Die wechselhafte Geschichte der Fruchtbarkeit

Die Theorie des demografischen Übergangs erklärt die Veränderung der Bevölkerungsstruktur nur zum Teil.

In unseren Köpfen hat sich das Bild eingebrannt, dass die Menschen früher recht jung heirateten und eine große Kinderschar hatten. Das stimmt aber für die meisten Epochen seit dem Mittelalter nicht, heißt es in dem Forschungsbericht „Zukunft mit Kindern“. Schon in der Frühen Neuzeit habe sich in Europa ein Muster herausgebildet, das Heiraten an die Fähigkeit band, einen eigenen Haushalt zu führen. Die Folge war ein hohes Heiratsalter, im Durchschnitt bei 25 bis 27 Jahren. Das begrenzte die reproduktive Spanne auf rund 15 Jahre – ähnlich wie heute.

Die Abstände zwischen den Geburten lagen bei zumindest zwei bis zweieinhalb Jahren – u.a., weil schon seinerzeit viele Menschen bewusste Geburtenkontrolle vornahmen, von Enthaltsamkeit über Coitus interruptus bis hin zum Einsatz zweifelhafter Methoden wie dem Einführen von Zitronenscheiben oder von Bienenwachs.
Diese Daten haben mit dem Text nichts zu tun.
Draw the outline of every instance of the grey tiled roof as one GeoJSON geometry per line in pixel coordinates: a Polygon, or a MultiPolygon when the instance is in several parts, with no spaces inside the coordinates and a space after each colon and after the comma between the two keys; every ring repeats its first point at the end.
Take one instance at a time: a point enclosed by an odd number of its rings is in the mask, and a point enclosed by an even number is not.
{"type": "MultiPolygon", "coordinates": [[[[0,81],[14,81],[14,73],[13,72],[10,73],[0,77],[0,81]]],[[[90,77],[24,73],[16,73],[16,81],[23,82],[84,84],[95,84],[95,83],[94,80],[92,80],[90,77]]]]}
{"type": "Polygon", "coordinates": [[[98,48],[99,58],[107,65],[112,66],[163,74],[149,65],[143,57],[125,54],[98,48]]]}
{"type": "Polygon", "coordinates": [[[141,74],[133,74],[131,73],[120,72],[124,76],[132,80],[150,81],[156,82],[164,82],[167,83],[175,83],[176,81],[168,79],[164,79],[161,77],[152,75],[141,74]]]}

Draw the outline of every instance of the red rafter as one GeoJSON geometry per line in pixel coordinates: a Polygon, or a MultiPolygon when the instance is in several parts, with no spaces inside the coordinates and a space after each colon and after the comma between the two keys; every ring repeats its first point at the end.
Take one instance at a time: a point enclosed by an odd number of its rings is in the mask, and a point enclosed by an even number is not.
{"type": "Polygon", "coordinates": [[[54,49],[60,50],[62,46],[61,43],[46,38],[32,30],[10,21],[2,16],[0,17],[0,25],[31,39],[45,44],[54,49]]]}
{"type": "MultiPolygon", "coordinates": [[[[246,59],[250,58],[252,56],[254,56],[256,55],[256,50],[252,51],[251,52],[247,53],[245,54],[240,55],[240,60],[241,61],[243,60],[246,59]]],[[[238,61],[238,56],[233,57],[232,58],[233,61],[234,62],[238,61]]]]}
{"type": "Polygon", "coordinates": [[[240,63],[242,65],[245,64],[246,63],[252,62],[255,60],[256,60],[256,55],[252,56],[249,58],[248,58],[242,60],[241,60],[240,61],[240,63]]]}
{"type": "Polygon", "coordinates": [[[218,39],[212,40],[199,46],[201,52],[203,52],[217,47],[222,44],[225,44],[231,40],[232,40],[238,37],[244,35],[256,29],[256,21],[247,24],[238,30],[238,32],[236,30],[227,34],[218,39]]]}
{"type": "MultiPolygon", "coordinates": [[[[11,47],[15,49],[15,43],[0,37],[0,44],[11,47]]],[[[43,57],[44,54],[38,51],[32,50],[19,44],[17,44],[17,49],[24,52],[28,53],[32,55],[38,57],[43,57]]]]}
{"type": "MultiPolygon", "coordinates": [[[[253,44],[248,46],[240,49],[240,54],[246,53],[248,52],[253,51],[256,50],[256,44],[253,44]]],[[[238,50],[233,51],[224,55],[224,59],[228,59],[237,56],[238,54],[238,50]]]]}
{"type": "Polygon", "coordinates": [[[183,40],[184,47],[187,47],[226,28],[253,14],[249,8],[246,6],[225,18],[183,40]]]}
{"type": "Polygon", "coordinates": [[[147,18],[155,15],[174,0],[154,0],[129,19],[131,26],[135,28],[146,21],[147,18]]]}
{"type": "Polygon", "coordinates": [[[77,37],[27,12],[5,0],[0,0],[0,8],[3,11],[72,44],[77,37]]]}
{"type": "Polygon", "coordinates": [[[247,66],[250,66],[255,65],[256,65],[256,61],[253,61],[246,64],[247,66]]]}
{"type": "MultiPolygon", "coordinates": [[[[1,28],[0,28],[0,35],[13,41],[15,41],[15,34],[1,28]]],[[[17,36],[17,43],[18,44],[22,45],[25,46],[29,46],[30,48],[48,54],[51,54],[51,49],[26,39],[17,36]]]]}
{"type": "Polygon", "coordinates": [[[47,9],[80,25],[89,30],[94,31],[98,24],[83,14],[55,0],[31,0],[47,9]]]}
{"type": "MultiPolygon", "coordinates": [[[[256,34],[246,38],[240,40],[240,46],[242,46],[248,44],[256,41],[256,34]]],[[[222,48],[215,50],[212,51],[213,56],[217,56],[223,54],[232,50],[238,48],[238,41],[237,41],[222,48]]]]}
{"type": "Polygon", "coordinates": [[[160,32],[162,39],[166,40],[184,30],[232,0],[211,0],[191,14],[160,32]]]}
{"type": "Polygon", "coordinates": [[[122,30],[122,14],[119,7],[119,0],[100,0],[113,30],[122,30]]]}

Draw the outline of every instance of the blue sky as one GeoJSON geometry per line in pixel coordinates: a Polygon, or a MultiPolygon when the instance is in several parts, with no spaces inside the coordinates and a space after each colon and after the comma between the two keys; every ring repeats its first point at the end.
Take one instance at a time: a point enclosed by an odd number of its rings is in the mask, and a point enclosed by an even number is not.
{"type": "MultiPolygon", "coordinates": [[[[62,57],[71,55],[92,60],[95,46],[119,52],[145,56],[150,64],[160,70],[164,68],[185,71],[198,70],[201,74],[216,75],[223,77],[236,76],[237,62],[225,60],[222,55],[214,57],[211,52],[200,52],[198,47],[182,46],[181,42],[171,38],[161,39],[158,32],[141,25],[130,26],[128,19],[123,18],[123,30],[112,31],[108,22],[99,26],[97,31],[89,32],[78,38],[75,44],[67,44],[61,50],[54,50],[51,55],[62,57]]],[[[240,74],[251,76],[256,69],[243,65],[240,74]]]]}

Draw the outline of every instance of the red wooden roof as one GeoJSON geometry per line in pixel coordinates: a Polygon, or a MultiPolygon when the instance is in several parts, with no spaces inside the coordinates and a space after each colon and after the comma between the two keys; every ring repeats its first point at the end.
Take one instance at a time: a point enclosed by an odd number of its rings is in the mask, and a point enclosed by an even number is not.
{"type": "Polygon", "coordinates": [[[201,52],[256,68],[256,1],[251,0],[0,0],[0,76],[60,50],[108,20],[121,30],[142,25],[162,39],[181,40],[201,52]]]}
Wegen der gleichzeitig hohen Säuglings- und Kindersterblichkeit hatten die meisten Familien höchstens zwei oder drei (überlebende) Kinder. Kinderreiche Familien in großer Zahl gab es in Europa nur in einer relativ kurzen Epoche: Ende des 19. und Anfang des 20. Jahrhunderts.

Einen Grund dafür erklärt die Theorie des „demografischen Übergangs“: Auf dem Weg in die Moderne sank zuerst die Kindersterblichkeit (wegen medizinischer Fortschritte), erst mit mehreren Jahrzehnten Verzögerung ging auch die Fertilität zurück (weil kulturelle und soziale Normen länger wirken). Die Zeit dazwischen war außergewöhnlich kinderreich. Diese Theorie ist aber höchstens die halbe Wahrheit: Das Modell wird heute als zu vereinfachend kritisiert, weil es viele Einflussfaktoren auf die Kinderzahl nicht berücksichtigt. So ist z.B. Ende des 19.Jahrhunderts, als sich das bürgerliche Familienmodell in großen Teilen der Bevölkerung durchsetzte, das traditionell hohe Heiratsalter deutlich gesunken – was die Zahl der Geburten pro Frau nach oben trieb.

„Die bisherige Entwicklung der menschlichen Fortpflanzung war vielfältig und wandelbar“, resümieren die Autoren. Und: „Ihre Zukunft ist offen.“ In der Debatte über die Zukunft der Fertilität gibt es zwei Denkströmungen, die zu unterschiedlichen Prognosen führen. Die einen meinen, dass der Mensch einen angeborenen Wunsch habe, sich fortzupflanzen, und die derzeit niedrige Fertilität nur auf ungünstige Rahmenbedingungen zurückzuführen sei. Wenn sich die Bedingungen in der „familienpolitischen Trias“ – Infrastruktur (Kinderbetreuung), Geld (Familienförderung) und Zeit (flexible Karenz- oder Arbeitszeiten) – ändern, dann könnte die Kinderzahl wieder steigen. Die andere Meinung besagt, dass der kulturelle Wandel hin zu mehr Individualismus unumkehrbar sei und sich ein Ideal der Kinderlosigkeit herausbilde – was zu (noch) weniger Rücksichtnahme auf Familien führe.

Der aktuelle Forschungsstand ermögliche kein eindeutiges Votum für eine der Sichtweisen, so die Experten. Auch wenn es derzeit Anzeichen gebe, dass sich mit steigendem gesellschaftlichen Entwicklungsstand auch die Geburtenzahlen wieder erhöhen.